On peut aussi penser que les regards doivent se tourner vers l'Europe.
A cet égard, je dois dire à la représentation nationale que le Gouvernement discute actuellement de la prolongation des concessions d'autoroutes existantes, qui était réclamée par certains.
Je ne dis pas que c'est la solution miracle, compte tenu des engagements et des décisions qui ont été pris dans le passé par mes prédécesseurs. Mais j'ai bon espoir de parvenir à une solution équilibrée dont nous connaîtrons les éléments dans quelque temps.
J'ajoute, comme l'a déclaré le Premier ministre, M. Lionel Jospin, que l'Europe est à même, aujourd'hui, avec des taux d'intérêt bas, de soutenir la croissance, en offrant, par un grand emprunt européen, aux Etats ou aux régions, les moyens d'un développement profitable à tous. Nous y travaillons et je compte sur votre soutien.
En résumé, monsieur Raffarin, le Gouvernement est conscient qu'il y a encore beaucoup à faire pour les routes et les autoroutes tant en matière de sécurité qu'en matière d'augmentation de capacité et de réalisation de voies nouvelles. Nous allons donc faire en sorte que la discussion sur les contrats de plan et les schémas de services permette de faire coïncider à la fois la parole de l'Etat, la participation des régions et le respect des engagements pris.
M. Jean-Pierre Raffarin. Je demande la parole.
M. le président. La parole est à M. Raffarin.
M. Jean-Pierre Raffarin. Je note un point positif dans votre réponse, monsieur le ministre de l'équipement, des transports et du logement : vous reconnaissez que notre pays a encore des besoins importants en matière d'infrastructures routières.

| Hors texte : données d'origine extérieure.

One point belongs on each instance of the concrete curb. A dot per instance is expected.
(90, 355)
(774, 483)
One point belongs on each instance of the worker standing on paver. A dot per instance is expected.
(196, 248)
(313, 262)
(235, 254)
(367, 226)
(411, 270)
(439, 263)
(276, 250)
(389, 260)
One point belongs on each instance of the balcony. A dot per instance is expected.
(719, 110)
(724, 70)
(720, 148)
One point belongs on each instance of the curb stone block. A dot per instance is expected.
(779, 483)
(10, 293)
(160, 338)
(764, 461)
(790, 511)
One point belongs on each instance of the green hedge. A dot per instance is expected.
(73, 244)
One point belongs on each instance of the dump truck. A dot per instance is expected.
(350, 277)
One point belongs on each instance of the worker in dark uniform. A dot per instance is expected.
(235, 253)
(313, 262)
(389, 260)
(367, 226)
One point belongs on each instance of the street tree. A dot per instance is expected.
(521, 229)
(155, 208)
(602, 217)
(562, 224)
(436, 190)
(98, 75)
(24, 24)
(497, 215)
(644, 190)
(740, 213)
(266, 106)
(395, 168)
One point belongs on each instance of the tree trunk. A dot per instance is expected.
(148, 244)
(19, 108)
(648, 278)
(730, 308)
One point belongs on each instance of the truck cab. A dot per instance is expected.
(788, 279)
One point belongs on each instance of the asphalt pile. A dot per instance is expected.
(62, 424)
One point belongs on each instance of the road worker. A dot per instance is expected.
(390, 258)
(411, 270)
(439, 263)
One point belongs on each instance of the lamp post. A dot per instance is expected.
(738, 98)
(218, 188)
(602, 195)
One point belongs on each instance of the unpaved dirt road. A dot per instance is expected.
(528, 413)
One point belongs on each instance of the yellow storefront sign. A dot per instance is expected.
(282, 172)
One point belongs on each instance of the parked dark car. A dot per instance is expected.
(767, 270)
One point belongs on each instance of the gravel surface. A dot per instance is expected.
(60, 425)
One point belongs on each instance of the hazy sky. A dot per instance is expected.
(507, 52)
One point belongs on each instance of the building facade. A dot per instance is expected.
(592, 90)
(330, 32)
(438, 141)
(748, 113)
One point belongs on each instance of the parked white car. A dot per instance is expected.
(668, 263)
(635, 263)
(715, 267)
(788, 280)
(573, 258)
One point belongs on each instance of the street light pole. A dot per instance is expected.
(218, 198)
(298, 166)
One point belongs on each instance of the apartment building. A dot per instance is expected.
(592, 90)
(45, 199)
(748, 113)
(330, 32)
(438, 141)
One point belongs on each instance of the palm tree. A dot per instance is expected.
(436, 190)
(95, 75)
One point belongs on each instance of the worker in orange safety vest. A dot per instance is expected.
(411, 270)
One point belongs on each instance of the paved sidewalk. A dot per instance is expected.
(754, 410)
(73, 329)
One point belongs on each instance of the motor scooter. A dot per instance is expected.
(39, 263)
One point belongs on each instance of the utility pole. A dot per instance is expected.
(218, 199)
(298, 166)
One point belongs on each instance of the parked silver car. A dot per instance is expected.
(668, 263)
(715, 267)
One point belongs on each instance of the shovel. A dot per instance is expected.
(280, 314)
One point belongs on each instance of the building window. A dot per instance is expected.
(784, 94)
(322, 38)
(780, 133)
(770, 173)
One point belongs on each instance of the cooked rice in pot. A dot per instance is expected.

A écouter Mme la ministre de l'aménagement du territoire et de l'environnement, on peut en douter. Nous comptons donc sur votre énergie, monsieur le ministren pour imposer votre point de vue au sein du Gouvernement.
Par ailleurs, ne comptez pas sur les collectivités territoriales pour augmenter leur participation si l'Etat diminue la sienne et s'il ne se produit aucune avancée en matière d'innovation, notamment en ce qui concerne les calendriers et la maîtrise d'ouvrages déléguée.
Nous sommes donc favorables à une participation accrue des collectivités locales, mais avec une contrepartie. Sans contrepartie, on ne peut pas espérer de progrès. Il en résulterait en effet des modifications des clés de financement qui mettraient vraiment en question la décentralisation et les règles applicables aux transferts de charges. (Applaudissements sur les travées des Républicains et Indépendants, du RPR et de l'Union centriste, ainsi que sur certaines travées du RDSE.)